Pourquoi il faut partager les revenus, de Patrick Arthus et Marie-Paus Virard

Publié le par Pierre Vinard

Pourquoi il faut partager les revenus

Patrick Artus et Marie-Paule Virard

La découverte 13 euros 182 pages

ISBN 978-2-7071-6005-8

 

Forts de leurs précédents succès aux titres « choc » (« comment nous avons ruiné nos enfants », « globalisation, le pire est à venir »), les auteurs récidivent dans un ouvrage qui se veut à la fois critique et didactique, avec pour objectif d’ébaucher des voies de sortie à la crise profonde que connaissent les économies des pays occidentaux.

 

Dans un premier chapitre, Patrick Artus et Marie-Paule Virard montrent que le salut pour les pays européens ne pourra venir des pays émergents. En effet, ces derniers deviennent de moins en moins des marchés et de plus en plus des concurrents,  y compris sur les produits « haut de gamme » qui devaient assurer la survie de l’industrie des pays développés. De plus, dans le cadre ce que les auteurs nomment un mouvement de « déglobalisation », on assiste à un recentrage des économies émergentes les plus importantes (Chine, Inde, Brésil) sur leur marché intérieur en plein développement.
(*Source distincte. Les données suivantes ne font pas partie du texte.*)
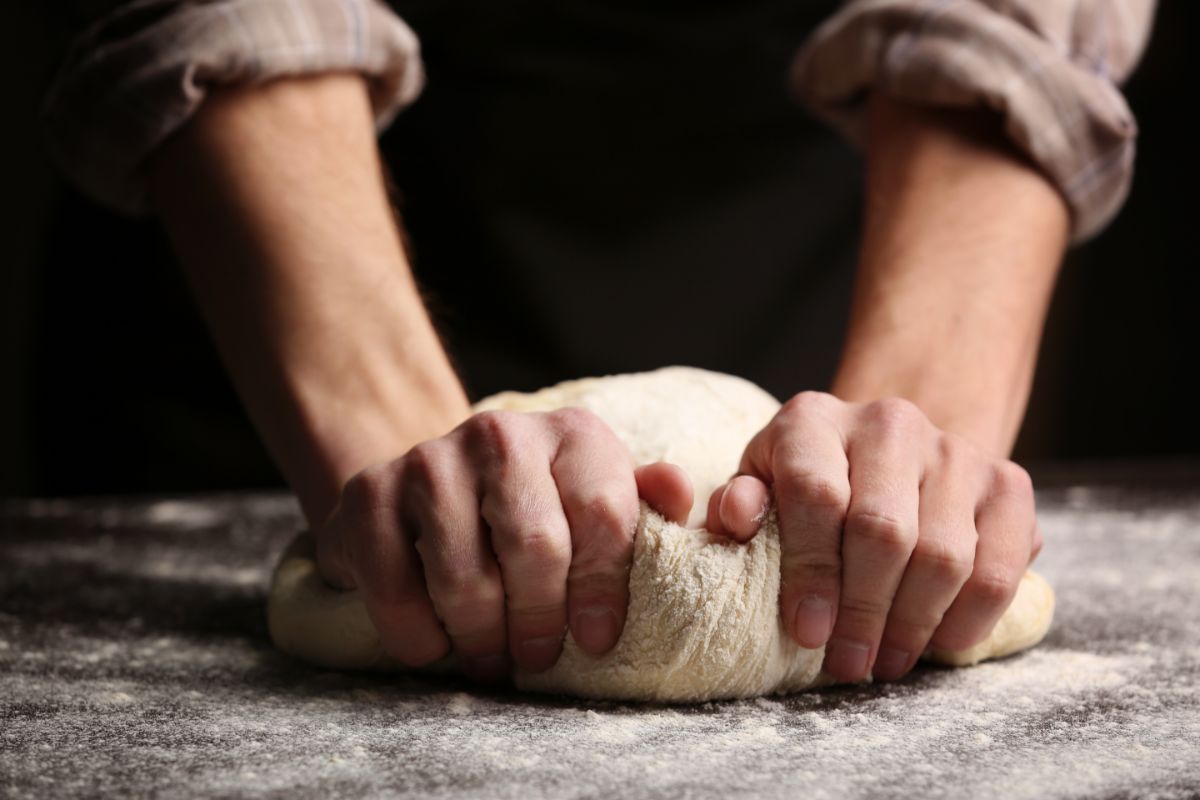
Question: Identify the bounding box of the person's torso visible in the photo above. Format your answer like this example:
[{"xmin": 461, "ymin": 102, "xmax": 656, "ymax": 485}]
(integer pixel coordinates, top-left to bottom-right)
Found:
[{"xmin": 384, "ymin": 0, "xmax": 862, "ymax": 401}]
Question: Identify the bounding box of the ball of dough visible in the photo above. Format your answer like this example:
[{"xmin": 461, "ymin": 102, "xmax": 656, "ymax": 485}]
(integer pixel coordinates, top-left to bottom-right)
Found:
[{"xmin": 268, "ymin": 367, "xmax": 1055, "ymax": 701}]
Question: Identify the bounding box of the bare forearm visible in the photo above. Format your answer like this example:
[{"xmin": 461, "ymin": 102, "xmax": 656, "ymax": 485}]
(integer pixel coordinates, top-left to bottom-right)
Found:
[
  {"xmin": 148, "ymin": 74, "xmax": 470, "ymax": 525},
  {"xmin": 831, "ymin": 94, "xmax": 1070, "ymax": 455}
]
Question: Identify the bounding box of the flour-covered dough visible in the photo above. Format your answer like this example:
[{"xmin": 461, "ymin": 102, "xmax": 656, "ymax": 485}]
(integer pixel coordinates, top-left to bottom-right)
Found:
[{"xmin": 268, "ymin": 367, "xmax": 1055, "ymax": 701}]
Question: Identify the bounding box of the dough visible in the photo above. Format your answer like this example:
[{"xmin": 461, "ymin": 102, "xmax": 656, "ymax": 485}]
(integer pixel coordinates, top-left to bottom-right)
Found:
[{"xmin": 268, "ymin": 367, "xmax": 1055, "ymax": 702}]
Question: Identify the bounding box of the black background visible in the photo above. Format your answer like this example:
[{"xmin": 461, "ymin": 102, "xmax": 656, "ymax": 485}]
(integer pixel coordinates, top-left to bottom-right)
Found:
[{"xmin": 1, "ymin": 3, "xmax": 1195, "ymax": 498}]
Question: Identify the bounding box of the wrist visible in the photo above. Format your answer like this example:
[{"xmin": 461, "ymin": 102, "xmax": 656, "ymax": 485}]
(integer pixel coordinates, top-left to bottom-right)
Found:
[
  {"xmin": 274, "ymin": 291, "xmax": 473, "ymax": 525},
  {"xmin": 830, "ymin": 352, "xmax": 1024, "ymax": 456}
]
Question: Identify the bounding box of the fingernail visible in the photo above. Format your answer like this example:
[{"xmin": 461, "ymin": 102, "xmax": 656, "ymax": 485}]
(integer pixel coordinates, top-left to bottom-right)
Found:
[
  {"xmin": 825, "ymin": 639, "xmax": 871, "ymax": 681},
  {"xmin": 518, "ymin": 635, "xmax": 563, "ymax": 671},
  {"xmin": 872, "ymin": 647, "xmax": 911, "ymax": 681},
  {"xmin": 789, "ymin": 595, "xmax": 833, "ymax": 648},
  {"xmin": 466, "ymin": 654, "xmax": 509, "ymax": 683},
  {"xmin": 573, "ymin": 605, "xmax": 620, "ymax": 653}
]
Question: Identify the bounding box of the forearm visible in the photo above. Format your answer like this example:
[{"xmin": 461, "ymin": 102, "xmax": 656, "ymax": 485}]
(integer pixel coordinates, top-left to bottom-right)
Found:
[
  {"xmin": 831, "ymin": 94, "xmax": 1070, "ymax": 456},
  {"xmin": 148, "ymin": 73, "xmax": 470, "ymax": 525}
]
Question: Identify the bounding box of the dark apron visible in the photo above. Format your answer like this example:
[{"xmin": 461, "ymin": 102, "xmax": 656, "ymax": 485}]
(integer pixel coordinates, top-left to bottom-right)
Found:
[{"xmin": 384, "ymin": 0, "xmax": 860, "ymax": 402}]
C’est donc en « eux-mêmes » que les pays développés doivent trouver les ressources pour surmonter les épreuves actuelles, dont le risque principal est une longue anémie, à l’image de celle que connaît le Japon depuis le début des années 90. En effet les symptômes sont proches : une crise immobilière qui entraîne une crise financière et bancaire, puis une déflation qui se traduit par une baisse des prix et des salaires, que n’arrivent pas à contrecarrer les différents plans de relance budgétaire ou bien des  politiques monétaires expansives (avec en particulier des taux d’intérêt proches de zéro).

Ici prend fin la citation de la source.